Solchi, parliamo di “Ma che film la vita” dei Nomadi

Il fascino del vinile, tra scoperte e riscoperte musicali: parliamo di “Ma che film la vita” dei Nomadi. A cura di Marco Baroni
In un’era digitale, dove tutto è a portata di clic, il vinile resiste come un simbolo di autenticità, passione per la musica e rimane un oggetto prezioso, capace di raccontare storie attraverso i suoi solchi incisi.
In questa rubrica, Marco Baroni ci guiderà in un viaggio attraverso i solchi di vinili che hanno fatto la storia, esplorando non solo i classici intramontabili, ma anche le gemme nascoste ec he meritano un posto d’onore nelle collezioni degli appassionati.
Ogni settimana, esploreremo insieme dischi leggendari che hanno segnato la musica italiana, tra rarità dimenticate e indiscussi capolavori, riscoprendo il piacere di un ascolto autentico e senza tempo. “Solchi” è il luogo dove la musica torna a vibrare in tutta la sua purezza.
Il nostro viaggio prosegue con “Ma che film la vita” dei Nomadi, pubblicato da CGD nel 1992.
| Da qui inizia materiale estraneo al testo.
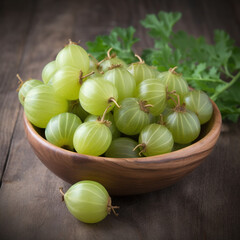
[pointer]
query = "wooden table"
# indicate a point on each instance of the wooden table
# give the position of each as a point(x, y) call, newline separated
point(204, 205)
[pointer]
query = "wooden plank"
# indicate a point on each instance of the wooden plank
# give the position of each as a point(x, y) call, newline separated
point(12, 44)
point(204, 205)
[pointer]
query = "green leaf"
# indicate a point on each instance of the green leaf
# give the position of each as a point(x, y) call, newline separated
point(120, 39)
point(161, 25)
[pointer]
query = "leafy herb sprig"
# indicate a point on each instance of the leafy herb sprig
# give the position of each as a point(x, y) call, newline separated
point(213, 68)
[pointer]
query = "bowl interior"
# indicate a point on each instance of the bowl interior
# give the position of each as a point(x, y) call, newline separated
point(124, 176)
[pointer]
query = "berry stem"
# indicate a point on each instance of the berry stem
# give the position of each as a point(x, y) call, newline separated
point(139, 58)
point(62, 193)
point(104, 113)
point(161, 121)
point(20, 82)
point(112, 99)
point(81, 77)
point(111, 208)
point(172, 70)
point(143, 145)
point(114, 66)
point(108, 53)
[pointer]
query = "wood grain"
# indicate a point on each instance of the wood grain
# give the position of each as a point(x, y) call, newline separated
point(203, 205)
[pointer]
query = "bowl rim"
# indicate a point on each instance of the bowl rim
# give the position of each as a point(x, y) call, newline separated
point(166, 157)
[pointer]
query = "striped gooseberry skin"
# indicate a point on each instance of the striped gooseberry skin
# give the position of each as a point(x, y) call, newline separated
point(157, 139)
point(95, 95)
point(106, 64)
point(141, 71)
point(76, 108)
point(108, 117)
point(66, 82)
point(75, 56)
point(49, 71)
point(199, 102)
point(88, 201)
point(42, 103)
point(122, 148)
point(184, 125)
point(60, 130)
point(130, 119)
point(26, 87)
point(154, 92)
point(122, 80)
point(92, 138)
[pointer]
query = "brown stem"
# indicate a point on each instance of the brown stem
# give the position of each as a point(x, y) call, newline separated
point(99, 63)
point(139, 58)
point(108, 53)
point(20, 82)
point(104, 113)
point(81, 77)
point(172, 70)
point(91, 56)
point(175, 102)
point(112, 99)
point(161, 120)
point(144, 106)
point(111, 208)
point(62, 193)
point(143, 145)
point(114, 66)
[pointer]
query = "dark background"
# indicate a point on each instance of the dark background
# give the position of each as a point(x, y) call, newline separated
point(204, 205)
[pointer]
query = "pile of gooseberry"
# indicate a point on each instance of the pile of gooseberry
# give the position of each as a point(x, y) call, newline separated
point(112, 109)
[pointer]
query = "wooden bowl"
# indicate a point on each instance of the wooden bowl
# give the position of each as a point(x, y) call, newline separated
point(126, 176)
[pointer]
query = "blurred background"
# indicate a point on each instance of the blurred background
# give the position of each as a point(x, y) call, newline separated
point(204, 205)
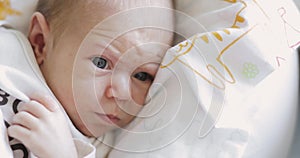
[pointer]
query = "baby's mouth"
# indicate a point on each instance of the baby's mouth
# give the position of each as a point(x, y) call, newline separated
point(109, 118)
point(113, 118)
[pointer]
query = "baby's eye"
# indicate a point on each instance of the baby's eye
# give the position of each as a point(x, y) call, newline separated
point(143, 76)
point(100, 62)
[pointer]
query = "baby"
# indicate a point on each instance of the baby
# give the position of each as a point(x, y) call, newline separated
point(99, 58)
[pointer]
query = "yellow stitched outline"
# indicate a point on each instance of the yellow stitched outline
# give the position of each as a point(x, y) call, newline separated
point(5, 9)
point(212, 69)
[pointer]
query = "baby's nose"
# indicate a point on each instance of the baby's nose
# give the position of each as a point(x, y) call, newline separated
point(120, 87)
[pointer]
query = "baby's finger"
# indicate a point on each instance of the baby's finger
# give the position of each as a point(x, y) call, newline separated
point(19, 132)
point(26, 120)
point(47, 102)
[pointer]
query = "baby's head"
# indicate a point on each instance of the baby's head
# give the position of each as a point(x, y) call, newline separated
point(99, 57)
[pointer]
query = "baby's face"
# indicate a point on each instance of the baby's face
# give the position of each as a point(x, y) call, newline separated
point(102, 80)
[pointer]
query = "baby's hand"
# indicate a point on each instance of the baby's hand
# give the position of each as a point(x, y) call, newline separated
point(42, 128)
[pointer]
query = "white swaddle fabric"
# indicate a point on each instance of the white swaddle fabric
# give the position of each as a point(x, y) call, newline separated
point(196, 107)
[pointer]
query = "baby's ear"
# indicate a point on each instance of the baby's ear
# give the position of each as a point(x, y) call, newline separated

Solchi, parliamo di “Ma che film la vita” dei Nomadi
Da buon emiliano posso affermare certamente che i Nomadi sono loro stessi un solco mai sbiadito nel tempo e fondamentale per la nostra nazione. Questo doppio live, uscì poco dopo la morte di Augusto Daolio e del bassista Dante Pergreffi, il primo leader carismatico e dalla figura ormai mitologica, pittore e artista a tutto tondo oltre che voce indelebile e (con buona pace dei suoi altrettanti bravi successori) insostituibile. Il secondo, giovane e talentuoso bassista scomparso in un tragico incidente stradale. Ma da quel lontano 1992 la strada ha virato per sempre.
Qui abbiamo la testimonianza sonora di quello che era un concerto dei Nomadi. Voglia di stare insieme e di cantare, canzoni imponenti come i classici “Un giorno insieme” e la leggendaria “Io vagabondo” a cui viene affidata una chiusura da brivido alla voce dí Augusto che si congeda dalla vita e dal palco, che poi erano la stessa cosa.
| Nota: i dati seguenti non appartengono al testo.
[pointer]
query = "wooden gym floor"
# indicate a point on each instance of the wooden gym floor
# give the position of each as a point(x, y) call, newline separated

“Ma che film la vita”, “Il paese delle favole”, le meravigliose “C’è un re” e “Gli aironi neri” (dallo splendido “Gente come noi” dell’anno precedente) fanno di questo disco live, la miglior testimonianza di una band che da oltre 50 anni continua la sua strada, reclutando fans in pellegrinaggio da sempre. “Auschwitz” e “Dio e’ morto” impreziosiscono il lavoro con quel tocco di immortalità che hanno certe canzoni che viaggiano nel vento, oppure senza tempo.
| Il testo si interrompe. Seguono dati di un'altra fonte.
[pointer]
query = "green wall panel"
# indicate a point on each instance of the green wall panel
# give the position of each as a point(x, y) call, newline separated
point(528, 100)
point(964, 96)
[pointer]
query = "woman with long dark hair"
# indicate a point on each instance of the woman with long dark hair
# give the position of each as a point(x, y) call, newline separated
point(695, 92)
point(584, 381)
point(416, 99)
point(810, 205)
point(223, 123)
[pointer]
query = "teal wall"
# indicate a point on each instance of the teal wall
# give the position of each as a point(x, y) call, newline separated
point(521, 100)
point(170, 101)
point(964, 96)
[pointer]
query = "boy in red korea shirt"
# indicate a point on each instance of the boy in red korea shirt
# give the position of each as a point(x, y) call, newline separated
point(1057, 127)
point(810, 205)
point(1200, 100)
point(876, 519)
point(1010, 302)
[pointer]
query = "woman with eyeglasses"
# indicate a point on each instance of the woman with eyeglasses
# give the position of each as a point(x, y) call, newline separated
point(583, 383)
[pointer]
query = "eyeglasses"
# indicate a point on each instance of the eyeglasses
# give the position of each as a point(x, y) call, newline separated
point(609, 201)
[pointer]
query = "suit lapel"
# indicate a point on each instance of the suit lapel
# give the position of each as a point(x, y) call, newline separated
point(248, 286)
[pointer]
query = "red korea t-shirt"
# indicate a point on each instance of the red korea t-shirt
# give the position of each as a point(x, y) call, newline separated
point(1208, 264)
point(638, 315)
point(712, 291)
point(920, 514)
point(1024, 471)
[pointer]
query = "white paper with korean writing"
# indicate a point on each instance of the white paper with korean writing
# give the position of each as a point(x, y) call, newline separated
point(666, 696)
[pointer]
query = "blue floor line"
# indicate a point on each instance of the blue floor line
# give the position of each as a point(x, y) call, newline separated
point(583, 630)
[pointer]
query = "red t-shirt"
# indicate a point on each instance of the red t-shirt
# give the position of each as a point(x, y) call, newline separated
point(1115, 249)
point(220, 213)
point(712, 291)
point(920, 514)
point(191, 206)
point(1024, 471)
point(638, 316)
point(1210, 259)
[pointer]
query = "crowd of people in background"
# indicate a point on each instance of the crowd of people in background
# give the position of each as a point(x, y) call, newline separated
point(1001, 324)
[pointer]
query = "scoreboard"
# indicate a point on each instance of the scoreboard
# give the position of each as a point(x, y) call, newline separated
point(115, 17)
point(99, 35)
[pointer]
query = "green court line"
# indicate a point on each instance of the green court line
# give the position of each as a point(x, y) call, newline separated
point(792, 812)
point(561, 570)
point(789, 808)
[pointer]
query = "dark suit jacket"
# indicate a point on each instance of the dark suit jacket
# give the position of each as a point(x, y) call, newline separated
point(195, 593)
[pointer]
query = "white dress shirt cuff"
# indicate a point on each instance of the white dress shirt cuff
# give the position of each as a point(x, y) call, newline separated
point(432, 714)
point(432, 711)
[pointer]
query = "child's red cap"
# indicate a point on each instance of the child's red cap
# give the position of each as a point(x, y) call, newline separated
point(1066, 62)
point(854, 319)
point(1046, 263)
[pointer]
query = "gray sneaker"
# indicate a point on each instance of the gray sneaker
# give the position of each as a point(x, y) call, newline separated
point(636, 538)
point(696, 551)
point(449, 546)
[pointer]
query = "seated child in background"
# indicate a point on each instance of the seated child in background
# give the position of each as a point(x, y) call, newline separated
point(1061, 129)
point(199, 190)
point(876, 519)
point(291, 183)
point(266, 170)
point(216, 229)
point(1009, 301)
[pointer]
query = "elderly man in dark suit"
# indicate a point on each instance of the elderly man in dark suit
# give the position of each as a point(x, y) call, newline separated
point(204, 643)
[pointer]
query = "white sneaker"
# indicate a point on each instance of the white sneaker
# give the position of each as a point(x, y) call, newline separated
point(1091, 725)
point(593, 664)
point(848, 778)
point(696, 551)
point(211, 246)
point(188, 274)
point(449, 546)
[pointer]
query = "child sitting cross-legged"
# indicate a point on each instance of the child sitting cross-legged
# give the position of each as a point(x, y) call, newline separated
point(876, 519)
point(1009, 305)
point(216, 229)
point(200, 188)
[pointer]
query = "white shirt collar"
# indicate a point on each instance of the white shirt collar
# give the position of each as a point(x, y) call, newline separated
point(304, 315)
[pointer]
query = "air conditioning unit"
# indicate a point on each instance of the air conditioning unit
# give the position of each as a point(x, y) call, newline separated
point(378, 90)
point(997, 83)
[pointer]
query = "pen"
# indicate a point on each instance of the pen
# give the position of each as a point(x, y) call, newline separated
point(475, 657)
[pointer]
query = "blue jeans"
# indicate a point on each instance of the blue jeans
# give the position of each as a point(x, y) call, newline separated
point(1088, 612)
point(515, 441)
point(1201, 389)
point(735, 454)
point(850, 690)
Patrimonio culturale della musica italiana, i Nomadi sono un esempio di longevità e di coerenza musicale, nato in anni dove la passione vera poteva condurre a successi concreti e con un po’ di fortuna, il passpartout per entrare nella storia. Sola andata. Grazie ai Nomadi e al gigantesco e puro Augusto Daolio.